ヒメリンゴの青い実を愛でる

 5月末には既に青い実がついていたのだが、10月に入ってもその実はまだ青いままで、普通のリンゴとは随分違っているのがヒメリンゴ。近くの学校のグラウンド横に何本も植えられていて、綺麗な花と渋く苦い味のする青い実を今もつけている。この年齢になると、ヒメリンゴの実の味などどうでもよく、古い記憶の中のヒメリンゴを身近に再見できるだけで、妙に懐かしく、嬉しい気持ちになる。そして、それが半年以上続くのである。
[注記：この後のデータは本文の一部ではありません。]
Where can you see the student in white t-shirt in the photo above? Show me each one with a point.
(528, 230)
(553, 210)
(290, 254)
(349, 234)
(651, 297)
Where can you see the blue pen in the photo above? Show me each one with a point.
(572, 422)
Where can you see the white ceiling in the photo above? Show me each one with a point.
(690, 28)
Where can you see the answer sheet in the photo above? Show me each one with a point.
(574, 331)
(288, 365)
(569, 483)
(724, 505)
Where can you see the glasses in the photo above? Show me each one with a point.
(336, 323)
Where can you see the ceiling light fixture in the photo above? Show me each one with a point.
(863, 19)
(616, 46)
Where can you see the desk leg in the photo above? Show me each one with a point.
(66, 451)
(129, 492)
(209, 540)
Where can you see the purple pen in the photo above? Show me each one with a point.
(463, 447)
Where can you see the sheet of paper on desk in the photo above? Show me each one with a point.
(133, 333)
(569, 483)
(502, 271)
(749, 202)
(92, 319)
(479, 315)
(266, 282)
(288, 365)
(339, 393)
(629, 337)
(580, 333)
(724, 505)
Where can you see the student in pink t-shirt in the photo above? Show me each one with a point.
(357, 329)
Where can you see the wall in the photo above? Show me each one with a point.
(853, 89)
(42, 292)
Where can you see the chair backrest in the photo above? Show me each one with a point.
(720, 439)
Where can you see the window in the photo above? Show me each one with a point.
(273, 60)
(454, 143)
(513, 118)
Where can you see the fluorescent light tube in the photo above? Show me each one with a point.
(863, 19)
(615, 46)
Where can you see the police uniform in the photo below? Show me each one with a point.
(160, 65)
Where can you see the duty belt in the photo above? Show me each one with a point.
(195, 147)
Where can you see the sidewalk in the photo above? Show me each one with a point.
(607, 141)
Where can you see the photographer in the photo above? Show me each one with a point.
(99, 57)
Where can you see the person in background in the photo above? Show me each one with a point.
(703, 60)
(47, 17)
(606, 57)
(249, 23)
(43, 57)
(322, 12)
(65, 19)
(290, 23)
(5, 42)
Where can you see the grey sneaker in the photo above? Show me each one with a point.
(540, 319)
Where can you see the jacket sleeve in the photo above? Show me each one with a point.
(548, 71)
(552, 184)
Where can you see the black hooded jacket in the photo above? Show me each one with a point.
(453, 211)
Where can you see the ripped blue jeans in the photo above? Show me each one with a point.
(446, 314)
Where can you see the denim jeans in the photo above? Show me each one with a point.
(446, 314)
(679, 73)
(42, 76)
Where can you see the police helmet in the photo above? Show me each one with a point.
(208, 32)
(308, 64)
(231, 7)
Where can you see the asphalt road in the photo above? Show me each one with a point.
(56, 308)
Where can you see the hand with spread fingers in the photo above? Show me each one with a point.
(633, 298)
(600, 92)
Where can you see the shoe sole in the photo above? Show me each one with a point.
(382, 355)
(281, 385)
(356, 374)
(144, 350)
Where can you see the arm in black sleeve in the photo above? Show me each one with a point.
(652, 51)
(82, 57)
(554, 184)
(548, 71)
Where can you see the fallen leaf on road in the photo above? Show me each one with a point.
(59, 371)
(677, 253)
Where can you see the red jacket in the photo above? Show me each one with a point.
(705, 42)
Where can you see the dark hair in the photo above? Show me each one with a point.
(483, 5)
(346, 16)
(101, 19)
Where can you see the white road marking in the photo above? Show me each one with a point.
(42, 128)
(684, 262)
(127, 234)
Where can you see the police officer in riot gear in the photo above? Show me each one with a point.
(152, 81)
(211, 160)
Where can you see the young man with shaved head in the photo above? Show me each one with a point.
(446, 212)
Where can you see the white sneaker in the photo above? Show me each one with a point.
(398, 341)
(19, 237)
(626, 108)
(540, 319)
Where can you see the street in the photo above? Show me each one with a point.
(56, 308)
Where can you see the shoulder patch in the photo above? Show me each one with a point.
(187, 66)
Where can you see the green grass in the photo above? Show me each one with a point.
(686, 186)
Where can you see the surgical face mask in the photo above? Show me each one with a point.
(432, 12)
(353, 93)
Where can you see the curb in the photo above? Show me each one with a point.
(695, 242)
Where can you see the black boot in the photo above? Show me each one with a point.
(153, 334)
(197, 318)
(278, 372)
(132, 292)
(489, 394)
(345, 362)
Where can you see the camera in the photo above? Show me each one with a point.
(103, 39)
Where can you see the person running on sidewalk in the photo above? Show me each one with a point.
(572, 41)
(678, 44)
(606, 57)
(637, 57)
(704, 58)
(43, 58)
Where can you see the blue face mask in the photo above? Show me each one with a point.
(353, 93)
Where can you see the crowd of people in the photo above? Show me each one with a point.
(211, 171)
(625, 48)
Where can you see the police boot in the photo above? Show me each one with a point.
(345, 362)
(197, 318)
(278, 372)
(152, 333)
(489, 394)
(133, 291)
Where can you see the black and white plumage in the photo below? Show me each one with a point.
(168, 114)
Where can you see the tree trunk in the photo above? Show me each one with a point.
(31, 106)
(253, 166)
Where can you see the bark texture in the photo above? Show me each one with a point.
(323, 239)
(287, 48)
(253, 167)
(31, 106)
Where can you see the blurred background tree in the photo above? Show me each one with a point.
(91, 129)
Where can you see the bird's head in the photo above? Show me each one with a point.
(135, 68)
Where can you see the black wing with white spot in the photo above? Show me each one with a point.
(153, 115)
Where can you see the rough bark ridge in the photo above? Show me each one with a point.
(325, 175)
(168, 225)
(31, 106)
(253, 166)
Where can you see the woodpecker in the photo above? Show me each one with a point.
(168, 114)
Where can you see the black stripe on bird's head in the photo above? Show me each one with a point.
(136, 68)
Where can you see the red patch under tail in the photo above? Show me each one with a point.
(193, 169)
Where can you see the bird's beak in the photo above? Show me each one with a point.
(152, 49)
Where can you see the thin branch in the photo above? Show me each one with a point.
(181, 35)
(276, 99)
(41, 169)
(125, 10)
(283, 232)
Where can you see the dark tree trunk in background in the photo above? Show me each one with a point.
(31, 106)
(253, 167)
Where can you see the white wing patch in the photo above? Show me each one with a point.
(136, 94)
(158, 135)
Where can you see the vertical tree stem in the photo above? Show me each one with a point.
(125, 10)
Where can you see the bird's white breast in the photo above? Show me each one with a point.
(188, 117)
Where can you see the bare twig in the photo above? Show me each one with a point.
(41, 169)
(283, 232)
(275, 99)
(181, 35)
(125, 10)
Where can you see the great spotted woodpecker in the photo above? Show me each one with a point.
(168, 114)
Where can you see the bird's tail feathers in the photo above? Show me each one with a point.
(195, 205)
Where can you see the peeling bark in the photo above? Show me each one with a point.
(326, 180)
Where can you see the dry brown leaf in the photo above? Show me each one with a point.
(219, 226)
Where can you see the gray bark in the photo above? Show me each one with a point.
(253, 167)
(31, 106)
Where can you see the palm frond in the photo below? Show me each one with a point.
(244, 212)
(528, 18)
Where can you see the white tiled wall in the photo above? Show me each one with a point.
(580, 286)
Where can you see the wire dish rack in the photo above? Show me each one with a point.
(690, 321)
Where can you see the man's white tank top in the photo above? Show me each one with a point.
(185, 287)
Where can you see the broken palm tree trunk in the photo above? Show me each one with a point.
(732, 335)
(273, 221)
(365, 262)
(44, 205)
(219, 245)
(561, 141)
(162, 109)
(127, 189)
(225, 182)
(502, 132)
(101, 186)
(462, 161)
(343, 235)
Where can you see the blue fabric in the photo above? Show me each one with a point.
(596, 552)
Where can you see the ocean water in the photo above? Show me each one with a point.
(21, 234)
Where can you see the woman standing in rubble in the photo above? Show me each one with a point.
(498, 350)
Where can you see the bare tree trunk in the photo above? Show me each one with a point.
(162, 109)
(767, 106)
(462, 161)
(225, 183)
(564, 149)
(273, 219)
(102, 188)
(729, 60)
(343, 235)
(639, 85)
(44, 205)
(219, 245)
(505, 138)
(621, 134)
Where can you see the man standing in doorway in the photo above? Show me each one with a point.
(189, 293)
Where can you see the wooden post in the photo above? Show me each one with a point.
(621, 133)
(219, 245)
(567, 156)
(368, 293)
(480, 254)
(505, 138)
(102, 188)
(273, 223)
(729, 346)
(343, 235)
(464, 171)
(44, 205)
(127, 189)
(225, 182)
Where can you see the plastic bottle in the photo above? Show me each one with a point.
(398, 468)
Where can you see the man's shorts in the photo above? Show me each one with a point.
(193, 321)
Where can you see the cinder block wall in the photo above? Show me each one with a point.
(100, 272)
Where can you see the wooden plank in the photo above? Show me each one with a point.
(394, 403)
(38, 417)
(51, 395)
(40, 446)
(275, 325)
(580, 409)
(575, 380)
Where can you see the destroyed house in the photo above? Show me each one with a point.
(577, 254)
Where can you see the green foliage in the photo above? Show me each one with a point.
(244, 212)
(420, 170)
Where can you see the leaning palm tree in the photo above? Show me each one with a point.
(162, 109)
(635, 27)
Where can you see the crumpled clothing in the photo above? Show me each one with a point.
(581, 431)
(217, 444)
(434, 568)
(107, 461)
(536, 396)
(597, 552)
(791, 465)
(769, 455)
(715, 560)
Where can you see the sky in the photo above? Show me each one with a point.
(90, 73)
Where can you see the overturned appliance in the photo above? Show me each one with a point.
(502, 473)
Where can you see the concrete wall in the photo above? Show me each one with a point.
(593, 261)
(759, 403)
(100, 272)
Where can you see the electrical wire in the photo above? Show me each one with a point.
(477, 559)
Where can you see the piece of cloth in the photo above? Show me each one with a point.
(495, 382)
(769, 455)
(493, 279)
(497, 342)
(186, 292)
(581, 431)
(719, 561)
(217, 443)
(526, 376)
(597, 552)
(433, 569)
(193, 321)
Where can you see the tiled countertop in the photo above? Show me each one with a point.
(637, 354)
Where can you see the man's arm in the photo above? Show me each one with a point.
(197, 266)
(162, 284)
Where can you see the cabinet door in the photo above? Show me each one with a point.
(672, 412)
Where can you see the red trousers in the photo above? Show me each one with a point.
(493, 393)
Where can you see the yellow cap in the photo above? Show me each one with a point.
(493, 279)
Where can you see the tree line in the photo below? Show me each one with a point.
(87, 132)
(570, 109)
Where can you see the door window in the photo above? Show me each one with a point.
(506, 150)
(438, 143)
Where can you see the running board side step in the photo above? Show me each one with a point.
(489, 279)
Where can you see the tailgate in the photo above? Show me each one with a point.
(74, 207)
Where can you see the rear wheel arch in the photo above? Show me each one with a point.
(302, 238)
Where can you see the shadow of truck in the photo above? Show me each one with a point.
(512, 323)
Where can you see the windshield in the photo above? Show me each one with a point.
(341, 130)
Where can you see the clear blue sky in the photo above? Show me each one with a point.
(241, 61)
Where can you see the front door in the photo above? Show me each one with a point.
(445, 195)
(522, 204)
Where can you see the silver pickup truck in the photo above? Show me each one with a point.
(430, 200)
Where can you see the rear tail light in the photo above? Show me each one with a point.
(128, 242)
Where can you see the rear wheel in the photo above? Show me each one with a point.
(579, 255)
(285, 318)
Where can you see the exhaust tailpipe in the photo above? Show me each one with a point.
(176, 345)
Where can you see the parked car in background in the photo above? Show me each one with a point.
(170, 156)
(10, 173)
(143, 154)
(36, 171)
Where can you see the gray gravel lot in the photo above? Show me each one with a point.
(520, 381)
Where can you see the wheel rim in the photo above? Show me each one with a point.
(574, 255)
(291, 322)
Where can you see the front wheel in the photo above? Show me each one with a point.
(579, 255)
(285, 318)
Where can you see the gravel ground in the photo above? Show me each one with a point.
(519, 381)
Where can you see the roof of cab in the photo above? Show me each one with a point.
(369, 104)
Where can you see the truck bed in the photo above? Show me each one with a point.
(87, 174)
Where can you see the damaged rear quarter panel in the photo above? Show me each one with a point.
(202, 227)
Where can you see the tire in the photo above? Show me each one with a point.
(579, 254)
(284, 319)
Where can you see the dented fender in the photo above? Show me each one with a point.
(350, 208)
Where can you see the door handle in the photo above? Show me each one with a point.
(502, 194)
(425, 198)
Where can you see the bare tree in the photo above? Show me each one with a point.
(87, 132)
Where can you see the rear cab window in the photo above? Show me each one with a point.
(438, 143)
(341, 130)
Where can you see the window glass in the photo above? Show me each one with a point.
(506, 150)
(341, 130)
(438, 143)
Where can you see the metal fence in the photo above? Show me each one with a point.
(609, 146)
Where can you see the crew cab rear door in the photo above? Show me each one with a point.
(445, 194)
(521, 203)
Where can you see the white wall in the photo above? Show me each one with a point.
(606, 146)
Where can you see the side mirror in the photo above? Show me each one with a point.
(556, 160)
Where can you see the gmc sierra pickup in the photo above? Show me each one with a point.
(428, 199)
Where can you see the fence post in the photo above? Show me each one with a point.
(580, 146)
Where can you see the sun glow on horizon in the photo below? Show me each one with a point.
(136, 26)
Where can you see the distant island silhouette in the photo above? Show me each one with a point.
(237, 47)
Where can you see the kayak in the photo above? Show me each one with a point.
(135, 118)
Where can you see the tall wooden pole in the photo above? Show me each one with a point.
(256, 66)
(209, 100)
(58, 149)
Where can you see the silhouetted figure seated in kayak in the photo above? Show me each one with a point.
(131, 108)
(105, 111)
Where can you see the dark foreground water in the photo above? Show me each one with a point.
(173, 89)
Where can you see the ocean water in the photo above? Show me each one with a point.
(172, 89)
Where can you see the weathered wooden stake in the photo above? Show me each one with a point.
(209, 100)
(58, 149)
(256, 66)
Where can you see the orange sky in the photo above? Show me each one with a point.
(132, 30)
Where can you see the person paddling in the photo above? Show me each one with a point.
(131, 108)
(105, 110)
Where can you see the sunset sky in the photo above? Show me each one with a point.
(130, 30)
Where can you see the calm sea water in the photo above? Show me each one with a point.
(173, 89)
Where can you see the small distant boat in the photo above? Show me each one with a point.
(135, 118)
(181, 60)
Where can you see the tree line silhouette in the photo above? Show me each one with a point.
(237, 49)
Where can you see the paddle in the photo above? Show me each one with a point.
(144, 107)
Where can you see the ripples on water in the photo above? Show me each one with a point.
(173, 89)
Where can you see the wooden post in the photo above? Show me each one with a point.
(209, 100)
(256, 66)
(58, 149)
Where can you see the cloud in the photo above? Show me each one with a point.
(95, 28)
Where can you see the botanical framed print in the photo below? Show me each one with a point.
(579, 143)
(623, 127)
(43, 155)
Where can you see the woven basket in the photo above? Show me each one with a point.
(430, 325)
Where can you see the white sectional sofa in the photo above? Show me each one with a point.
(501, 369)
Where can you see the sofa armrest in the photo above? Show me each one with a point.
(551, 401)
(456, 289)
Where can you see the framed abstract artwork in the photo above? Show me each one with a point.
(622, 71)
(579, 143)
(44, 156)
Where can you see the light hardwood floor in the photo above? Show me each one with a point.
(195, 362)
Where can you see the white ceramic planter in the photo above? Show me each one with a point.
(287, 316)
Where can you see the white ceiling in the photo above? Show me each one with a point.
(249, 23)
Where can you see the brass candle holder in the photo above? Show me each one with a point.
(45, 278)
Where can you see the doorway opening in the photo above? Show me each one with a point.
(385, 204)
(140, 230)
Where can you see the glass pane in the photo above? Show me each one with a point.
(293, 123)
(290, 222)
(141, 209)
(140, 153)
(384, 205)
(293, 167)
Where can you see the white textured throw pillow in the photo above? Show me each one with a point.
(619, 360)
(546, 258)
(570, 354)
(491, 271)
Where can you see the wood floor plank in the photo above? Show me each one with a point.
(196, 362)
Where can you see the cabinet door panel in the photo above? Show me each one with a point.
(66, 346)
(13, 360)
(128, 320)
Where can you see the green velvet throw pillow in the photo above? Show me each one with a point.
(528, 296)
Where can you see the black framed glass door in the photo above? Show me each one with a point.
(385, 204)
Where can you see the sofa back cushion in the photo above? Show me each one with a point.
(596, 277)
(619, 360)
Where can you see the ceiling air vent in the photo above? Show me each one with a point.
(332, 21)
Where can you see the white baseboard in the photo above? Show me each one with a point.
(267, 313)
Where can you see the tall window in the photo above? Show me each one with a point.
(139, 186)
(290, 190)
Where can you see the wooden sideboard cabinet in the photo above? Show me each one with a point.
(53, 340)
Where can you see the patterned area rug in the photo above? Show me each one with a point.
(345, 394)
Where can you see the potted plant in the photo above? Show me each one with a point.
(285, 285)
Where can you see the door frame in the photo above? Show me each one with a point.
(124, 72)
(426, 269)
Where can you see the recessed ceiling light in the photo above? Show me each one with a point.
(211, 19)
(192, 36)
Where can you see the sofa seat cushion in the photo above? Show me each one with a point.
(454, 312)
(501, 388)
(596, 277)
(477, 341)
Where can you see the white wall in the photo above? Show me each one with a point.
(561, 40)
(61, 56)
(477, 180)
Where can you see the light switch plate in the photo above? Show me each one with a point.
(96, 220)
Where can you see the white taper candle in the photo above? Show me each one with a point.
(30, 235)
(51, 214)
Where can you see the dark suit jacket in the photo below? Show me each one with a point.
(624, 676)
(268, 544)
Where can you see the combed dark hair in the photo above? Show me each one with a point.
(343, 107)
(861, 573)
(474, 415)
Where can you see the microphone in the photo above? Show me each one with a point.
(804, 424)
 ヒメリンゴと呼ばれるものの一つが中国原産のイヌリンゴ(犬林檎)、もう一つはそのイヌリンゴとエゾノコリンゴの交雑種。いずれであれ、バラ科リンゴ属の落葉高木。この他に、ズミとリンゴとの雑種という説もあり、素人の私は戸惑うしかない。

 果実は球形で直径が2~2.5cm。熟すと黄色から紅色になるのだが、5月につけた実はなかなか赤くならない。人が食べるための実というより、鑑賞用の実ということになる。食べるための花があるのだから、見るための実があってもおかしくないだろう。